Q2. How Does β-Lactamase Resistance Work in Methicillin?

Methicillin contains a bulky 2,6-dimethoxyphenyl acyl side chain attached to the penicillin nucleus. The two ortho-methoxy groups create steric hindrance around the β-lactam ring, preventing β-lactamase enzymes from accessing and hydrolyzing the ring. This allows methicillin to remain active against β-lactamase-producing bacteria. However, resistant strains such as Methicillin resistant Staphylococcus aureus produce an altered penicillin-binding protein known as PBP2a that has low affinity for β-lactam antibiotics, creating a different resistance mechanism.

Q3. Why Should Tetracyclines Not Be Taken With Milk?

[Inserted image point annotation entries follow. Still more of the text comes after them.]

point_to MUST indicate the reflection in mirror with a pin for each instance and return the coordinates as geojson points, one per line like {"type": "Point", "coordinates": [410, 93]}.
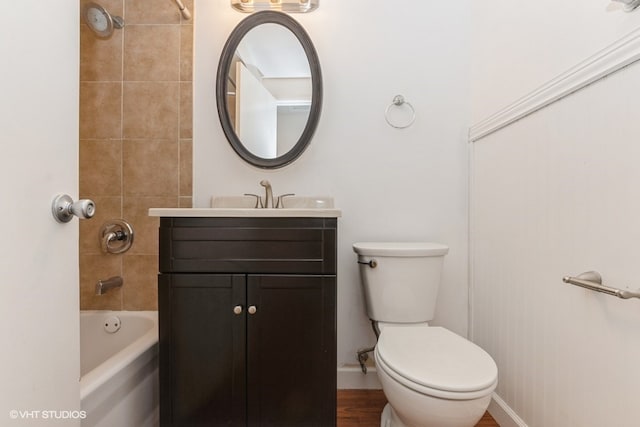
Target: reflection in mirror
{"type": "Point", "coordinates": [271, 94]}
{"type": "Point", "coordinates": [269, 89]}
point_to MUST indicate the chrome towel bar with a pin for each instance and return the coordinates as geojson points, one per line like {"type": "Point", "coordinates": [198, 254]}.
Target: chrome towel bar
{"type": "Point", "coordinates": [592, 280]}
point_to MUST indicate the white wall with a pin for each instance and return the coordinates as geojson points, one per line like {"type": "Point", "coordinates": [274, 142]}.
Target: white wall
{"type": "Point", "coordinates": [518, 47]}
{"type": "Point", "coordinates": [555, 194]}
{"type": "Point", "coordinates": [391, 184]}
{"type": "Point", "coordinates": [39, 322]}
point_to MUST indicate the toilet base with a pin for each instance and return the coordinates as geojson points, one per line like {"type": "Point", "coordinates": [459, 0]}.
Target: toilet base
{"type": "Point", "coordinates": [389, 418]}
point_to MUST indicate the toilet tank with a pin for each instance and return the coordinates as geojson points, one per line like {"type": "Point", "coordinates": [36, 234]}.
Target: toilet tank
{"type": "Point", "coordinates": [400, 280]}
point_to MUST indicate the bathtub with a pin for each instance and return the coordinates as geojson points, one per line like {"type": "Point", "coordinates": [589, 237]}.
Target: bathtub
{"type": "Point", "coordinates": [119, 368]}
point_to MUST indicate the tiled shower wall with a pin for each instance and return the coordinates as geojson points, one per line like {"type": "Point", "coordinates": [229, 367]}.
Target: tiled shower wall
{"type": "Point", "coordinates": [135, 142]}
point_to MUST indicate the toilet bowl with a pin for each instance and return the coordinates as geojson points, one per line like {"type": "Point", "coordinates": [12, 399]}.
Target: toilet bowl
{"type": "Point", "coordinates": [430, 376]}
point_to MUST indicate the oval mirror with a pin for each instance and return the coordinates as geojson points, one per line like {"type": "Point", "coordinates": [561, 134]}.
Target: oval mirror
{"type": "Point", "coordinates": [269, 89]}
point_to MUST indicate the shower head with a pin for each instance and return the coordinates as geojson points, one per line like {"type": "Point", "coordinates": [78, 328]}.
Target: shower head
{"type": "Point", "coordinates": [100, 21]}
{"type": "Point", "coordinates": [183, 10]}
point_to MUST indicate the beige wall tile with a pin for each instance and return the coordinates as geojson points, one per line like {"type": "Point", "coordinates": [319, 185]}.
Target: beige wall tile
{"type": "Point", "coordinates": [186, 53]}
{"type": "Point", "coordinates": [151, 168]}
{"type": "Point", "coordinates": [190, 6]}
{"type": "Point", "coordinates": [186, 168]}
{"type": "Point", "coordinates": [151, 110]}
{"type": "Point", "coordinates": [100, 167]}
{"type": "Point", "coordinates": [185, 202]}
{"type": "Point", "coordinates": [92, 269]}
{"type": "Point", "coordinates": [186, 110]}
{"type": "Point", "coordinates": [107, 208]}
{"type": "Point", "coordinates": [100, 110]}
{"type": "Point", "coordinates": [151, 12]}
{"type": "Point", "coordinates": [100, 59]}
{"type": "Point", "coordinates": [152, 52]}
{"type": "Point", "coordinates": [136, 211]}
{"type": "Point", "coordinates": [141, 291]}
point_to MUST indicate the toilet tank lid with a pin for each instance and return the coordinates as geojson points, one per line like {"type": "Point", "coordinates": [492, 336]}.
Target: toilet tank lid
{"type": "Point", "coordinates": [400, 249]}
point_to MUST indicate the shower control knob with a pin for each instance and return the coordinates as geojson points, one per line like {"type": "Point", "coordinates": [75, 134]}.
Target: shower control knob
{"type": "Point", "coordinates": [64, 208]}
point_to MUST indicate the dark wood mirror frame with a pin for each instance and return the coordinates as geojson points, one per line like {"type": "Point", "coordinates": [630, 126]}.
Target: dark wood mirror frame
{"type": "Point", "coordinates": [226, 59]}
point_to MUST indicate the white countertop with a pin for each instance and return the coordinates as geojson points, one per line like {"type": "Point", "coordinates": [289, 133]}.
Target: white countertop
{"type": "Point", "coordinates": [246, 212]}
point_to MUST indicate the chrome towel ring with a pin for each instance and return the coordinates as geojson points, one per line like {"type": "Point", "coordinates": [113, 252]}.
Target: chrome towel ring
{"type": "Point", "coordinates": [399, 101]}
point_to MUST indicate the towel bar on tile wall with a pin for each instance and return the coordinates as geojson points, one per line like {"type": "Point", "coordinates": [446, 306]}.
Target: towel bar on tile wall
{"type": "Point", "coordinates": [592, 280]}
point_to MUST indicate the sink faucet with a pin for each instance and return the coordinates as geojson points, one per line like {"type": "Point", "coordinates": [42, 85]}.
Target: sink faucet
{"type": "Point", "coordinates": [268, 198]}
{"type": "Point", "coordinates": [104, 285]}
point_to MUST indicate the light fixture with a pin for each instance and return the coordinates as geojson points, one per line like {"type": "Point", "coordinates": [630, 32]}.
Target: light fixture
{"type": "Point", "coordinates": [629, 5]}
{"type": "Point", "coordinates": [291, 6]}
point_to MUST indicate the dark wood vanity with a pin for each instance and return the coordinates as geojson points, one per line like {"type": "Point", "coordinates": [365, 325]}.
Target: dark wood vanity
{"type": "Point", "coordinates": [247, 311]}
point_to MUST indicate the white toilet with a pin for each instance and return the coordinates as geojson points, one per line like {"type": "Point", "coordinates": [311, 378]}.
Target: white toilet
{"type": "Point", "coordinates": [430, 376]}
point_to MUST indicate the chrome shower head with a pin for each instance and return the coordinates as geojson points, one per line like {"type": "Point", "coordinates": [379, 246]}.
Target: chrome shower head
{"type": "Point", "coordinates": [100, 21]}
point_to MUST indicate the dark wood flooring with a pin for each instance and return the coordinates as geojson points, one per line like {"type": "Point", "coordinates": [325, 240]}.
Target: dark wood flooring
{"type": "Point", "coordinates": [362, 408]}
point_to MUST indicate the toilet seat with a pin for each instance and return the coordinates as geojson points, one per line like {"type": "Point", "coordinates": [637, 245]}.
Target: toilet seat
{"type": "Point", "coordinates": [436, 362]}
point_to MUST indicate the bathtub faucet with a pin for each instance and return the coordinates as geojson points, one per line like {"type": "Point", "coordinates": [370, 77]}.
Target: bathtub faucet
{"type": "Point", "coordinates": [104, 285]}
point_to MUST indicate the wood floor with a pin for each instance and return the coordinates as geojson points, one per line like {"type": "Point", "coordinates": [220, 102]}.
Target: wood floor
{"type": "Point", "coordinates": [362, 408]}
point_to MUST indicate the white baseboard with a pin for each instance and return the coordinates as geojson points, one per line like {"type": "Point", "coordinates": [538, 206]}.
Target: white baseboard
{"type": "Point", "coordinates": [503, 414]}
{"type": "Point", "coordinates": [351, 377]}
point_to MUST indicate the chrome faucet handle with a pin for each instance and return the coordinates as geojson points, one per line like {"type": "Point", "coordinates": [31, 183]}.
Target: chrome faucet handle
{"type": "Point", "coordinates": [268, 194]}
{"type": "Point", "coordinates": [280, 200]}
{"type": "Point", "coordinates": [258, 200]}
{"type": "Point", "coordinates": [64, 208]}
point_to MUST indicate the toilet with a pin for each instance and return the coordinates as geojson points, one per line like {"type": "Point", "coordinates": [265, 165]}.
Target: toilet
{"type": "Point", "coordinates": [430, 376]}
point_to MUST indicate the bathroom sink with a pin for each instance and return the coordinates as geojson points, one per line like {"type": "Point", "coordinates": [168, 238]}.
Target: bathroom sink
{"type": "Point", "coordinates": [245, 206]}
{"type": "Point", "coordinates": [289, 202]}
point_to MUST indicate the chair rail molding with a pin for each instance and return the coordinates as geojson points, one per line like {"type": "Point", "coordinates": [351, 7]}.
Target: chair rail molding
{"type": "Point", "coordinates": [614, 57]}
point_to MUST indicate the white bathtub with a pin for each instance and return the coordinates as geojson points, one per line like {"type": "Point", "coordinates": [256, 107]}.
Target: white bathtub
{"type": "Point", "coordinates": [119, 370]}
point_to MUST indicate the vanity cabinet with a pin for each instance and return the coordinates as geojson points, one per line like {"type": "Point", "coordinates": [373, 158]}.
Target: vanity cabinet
{"type": "Point", "coordinates": [247, 311]}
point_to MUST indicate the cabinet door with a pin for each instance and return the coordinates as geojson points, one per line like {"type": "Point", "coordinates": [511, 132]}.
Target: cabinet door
{"type": "Point", "coordinates": [202, 350]}
{"type": "Point", "coordinates": [291, 353]}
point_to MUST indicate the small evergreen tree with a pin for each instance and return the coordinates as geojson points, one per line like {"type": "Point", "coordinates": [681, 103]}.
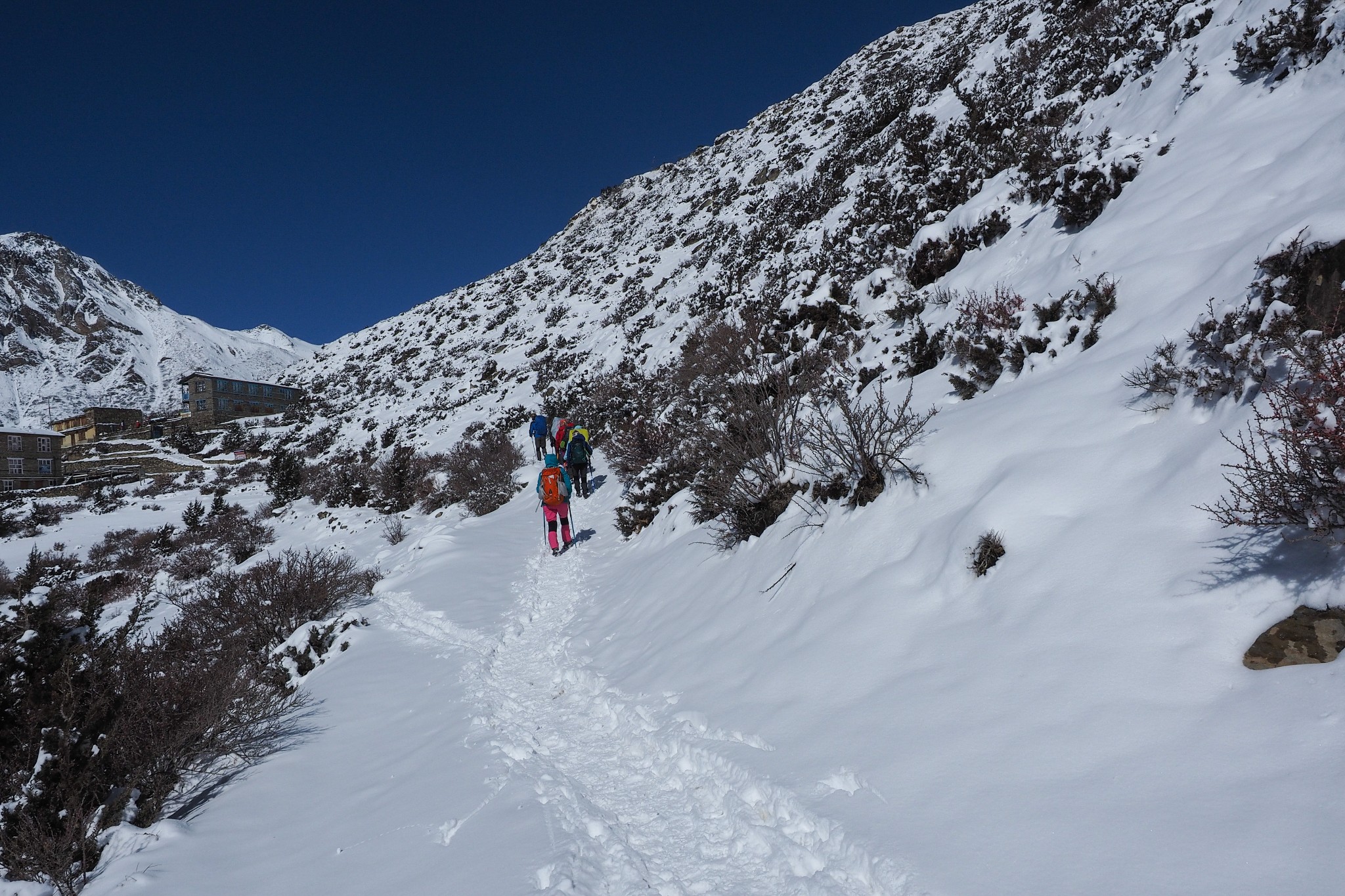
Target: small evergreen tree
{"type": "Point", "coordinates": [286, 476]}
{"type": "Point", "coordinates": [194, 513]}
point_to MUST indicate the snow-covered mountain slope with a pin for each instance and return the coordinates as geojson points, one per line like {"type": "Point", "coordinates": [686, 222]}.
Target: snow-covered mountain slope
{"type": "Point", "coordinates": [76, 336]}
{"type": "Point", "coordinates": [839, 706]}
{"type": "Point", "coordinates": [1012, 119]}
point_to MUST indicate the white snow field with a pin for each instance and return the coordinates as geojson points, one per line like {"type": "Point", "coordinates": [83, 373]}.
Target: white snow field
{"type": "Point", "coordinates": [839, 706]}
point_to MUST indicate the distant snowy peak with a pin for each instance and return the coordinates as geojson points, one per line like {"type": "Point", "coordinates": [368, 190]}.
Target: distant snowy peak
{"type": "Point", "coordinates": [72, 335]}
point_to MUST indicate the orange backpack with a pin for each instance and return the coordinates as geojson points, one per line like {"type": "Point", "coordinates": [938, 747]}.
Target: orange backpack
{"type": "Point", "coordinates": [553, 486]}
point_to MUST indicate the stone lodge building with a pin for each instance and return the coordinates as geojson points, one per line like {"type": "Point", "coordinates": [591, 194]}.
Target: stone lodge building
{"type": "Point", "coordinates": [209, 400]}
{"type": "Point", "coordinates": [100, 423]}
{"type": "Point", "coordinates": [32, 458]}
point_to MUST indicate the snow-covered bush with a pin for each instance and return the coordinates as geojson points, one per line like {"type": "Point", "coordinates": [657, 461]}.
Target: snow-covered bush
{"type": "Point", "coordinates": [988, 551]}
{"type": "Point", "coordinates": [993, 333]}
{"type": "Point", "coordinates": [1296, 37]}
{"type": "Point", "coordinates": [1084, 187]}
{"type": "Point", "coordinates": [342, 480]}
{"type": "Point", "coordinates": [1292, 465]}
{"type": "Point", "coordinates": [749, 438]}
{"type": "Point", "coordinates": [937, 257]}
{"type": "Point", "coordinates": [856, 444]}
{"type": "Point", "coordinates": [102, 726]}
{"type": "Point", "coordinates": [477, 473]}
{"type": "Point", "coordinates": [1294, 304]}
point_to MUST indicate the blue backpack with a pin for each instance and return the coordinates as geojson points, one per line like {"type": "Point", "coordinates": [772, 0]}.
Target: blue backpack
{"type": "Point", "coordinates": [577, 450]}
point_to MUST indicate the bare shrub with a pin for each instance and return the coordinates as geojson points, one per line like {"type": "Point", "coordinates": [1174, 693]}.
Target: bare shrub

Tetracycline antibiotics form insoluble chelate complexes with divalent and trivalent metal ions such as calcium, magnesium, iron, and aluminum. Milk contains high amounts of calcium ions, and when tetracyclines are taken together with dairy products or antacids, the drug binds to these metal ions through keto-enol and hydroxyl groups in its structure. The resulting complex is poorly soluble and cannot be absorbed from the gastrointestinal tract, leading to significantly reduced bioavailability. Therefore, tetracyclines should be taken one to two hours before or after consuming dairy products, antacids, or iron supplements.

Q4. What Is the Difference Between Penicillin G and Penicillin V?

Penicillin G and Penicillin V share the same penicillin nucleus derived from 6 aminopenicillanic acid and have a similar antibacterial spectrum. The difference lies in the acyl side chain at the C-6 position. Penicillin G contains a benzyl side chain, while Penicillin V contains a phenoxymethyl group with an electron-withdrawing oxygen atom. This oxygen decreases electron density on the β-lactam carbonyl group, making Penicillin V more resistant to acid-catalyzed hydrolysis in the stomach. As a result, Penicillin V is acid-stable and suitable for oral administration, whereas Penicillin G is acid-labile and usually administered by intravenous or intramuscular injection.